Abstract :
[en] High Performance Computing (HPC) is nowadays a strategic asset required to sustain the surging demands for massive processing and data-analytic capabilities. In practice, the effective management of such large scale and distributed computing infrastructures is left to a Resource and Job Management System (RJMS). This essential middleware component is responsible for managing the computing resources, handling user requests to allocate resources while providing an optimized framework for starting, executing and monitoring jobs on the allocated resources. The University of Luxembourg has been operating for 15 years a large academic HPC facility which relies since 2017 on the Slurm RJMS introduced on top of the flagship cluster Iris. The acquisition of a new liquid-cooled supercomputer named Aion which was released in 2021 was the occasion to deeply review and optimize the seminal Slurm configuration, the resource limits defined and the sustaining fairsharing algorithm.

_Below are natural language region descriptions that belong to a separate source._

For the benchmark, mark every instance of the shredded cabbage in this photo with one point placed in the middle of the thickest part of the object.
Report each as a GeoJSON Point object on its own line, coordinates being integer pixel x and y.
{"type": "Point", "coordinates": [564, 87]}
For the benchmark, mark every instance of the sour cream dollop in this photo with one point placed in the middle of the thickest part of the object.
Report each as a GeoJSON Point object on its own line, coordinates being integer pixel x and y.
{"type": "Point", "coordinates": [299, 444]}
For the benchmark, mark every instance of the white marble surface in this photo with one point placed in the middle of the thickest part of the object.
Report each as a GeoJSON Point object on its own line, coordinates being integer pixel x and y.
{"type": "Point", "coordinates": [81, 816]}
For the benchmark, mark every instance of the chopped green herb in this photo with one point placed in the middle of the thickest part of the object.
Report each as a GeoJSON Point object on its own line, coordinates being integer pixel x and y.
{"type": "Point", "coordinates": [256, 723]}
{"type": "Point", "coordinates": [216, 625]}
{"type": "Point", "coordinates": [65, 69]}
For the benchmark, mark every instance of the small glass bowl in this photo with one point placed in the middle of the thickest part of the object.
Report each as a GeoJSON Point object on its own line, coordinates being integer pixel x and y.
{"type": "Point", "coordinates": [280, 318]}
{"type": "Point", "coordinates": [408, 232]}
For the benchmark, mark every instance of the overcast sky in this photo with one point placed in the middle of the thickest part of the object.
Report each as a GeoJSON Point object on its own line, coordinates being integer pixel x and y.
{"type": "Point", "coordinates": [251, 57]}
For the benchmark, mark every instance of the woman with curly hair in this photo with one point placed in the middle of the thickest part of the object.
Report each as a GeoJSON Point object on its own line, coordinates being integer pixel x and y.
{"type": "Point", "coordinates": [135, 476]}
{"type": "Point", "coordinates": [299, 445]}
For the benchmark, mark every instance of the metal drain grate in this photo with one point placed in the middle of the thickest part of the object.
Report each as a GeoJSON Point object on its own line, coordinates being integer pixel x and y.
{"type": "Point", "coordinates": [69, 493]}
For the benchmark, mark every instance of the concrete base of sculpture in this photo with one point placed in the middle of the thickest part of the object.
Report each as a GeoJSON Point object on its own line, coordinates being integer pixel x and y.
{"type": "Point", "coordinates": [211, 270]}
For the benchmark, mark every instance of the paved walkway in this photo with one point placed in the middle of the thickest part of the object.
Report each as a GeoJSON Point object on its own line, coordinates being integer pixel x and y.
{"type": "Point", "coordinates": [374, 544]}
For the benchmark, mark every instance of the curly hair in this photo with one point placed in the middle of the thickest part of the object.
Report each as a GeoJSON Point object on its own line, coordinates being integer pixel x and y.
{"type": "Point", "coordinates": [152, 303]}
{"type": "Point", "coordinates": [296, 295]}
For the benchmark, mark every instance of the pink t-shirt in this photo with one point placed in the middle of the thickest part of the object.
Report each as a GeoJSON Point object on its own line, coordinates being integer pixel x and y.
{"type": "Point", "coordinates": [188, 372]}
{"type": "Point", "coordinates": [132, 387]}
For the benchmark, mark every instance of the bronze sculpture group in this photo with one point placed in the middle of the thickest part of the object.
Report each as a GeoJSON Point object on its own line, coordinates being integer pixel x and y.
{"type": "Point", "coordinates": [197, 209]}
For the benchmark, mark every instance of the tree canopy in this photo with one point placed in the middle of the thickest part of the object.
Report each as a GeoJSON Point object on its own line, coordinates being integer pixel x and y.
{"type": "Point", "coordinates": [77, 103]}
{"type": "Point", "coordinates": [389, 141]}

This paper presents the outcomes of this study and details the implemented RJMS policy. The impact of the decisions made over the supercomputers workloads is also described. In particular, the performance evaluation conducted highlights that when compared to the seminal configuration, the described and implemented environment brought concrete and measurable improvements with regards the platform utilization (+12.64%), the jobs efficiency (as measured by the average Wall-time Request Accuracy, improved by 110.81%) or the management and funding (increased by 10%). The systems demonstrated sustainable and scalable HPC performances, and this effort has led to a negligible penalty on the average slowdown metric (response time normalized by runtime), which was increased by 0.59% for job workloads covering a complete year of exercise. Overall, this new setup has been in production for 18 months on both supercomputers and the updated model proves to bring a fairer and more satisfying experience to the end users. The proposed configurations and policies may help other HPC centres when designing or improving the RJMS sustaining the job scheduling strategy at the advent of computing capacity expansions.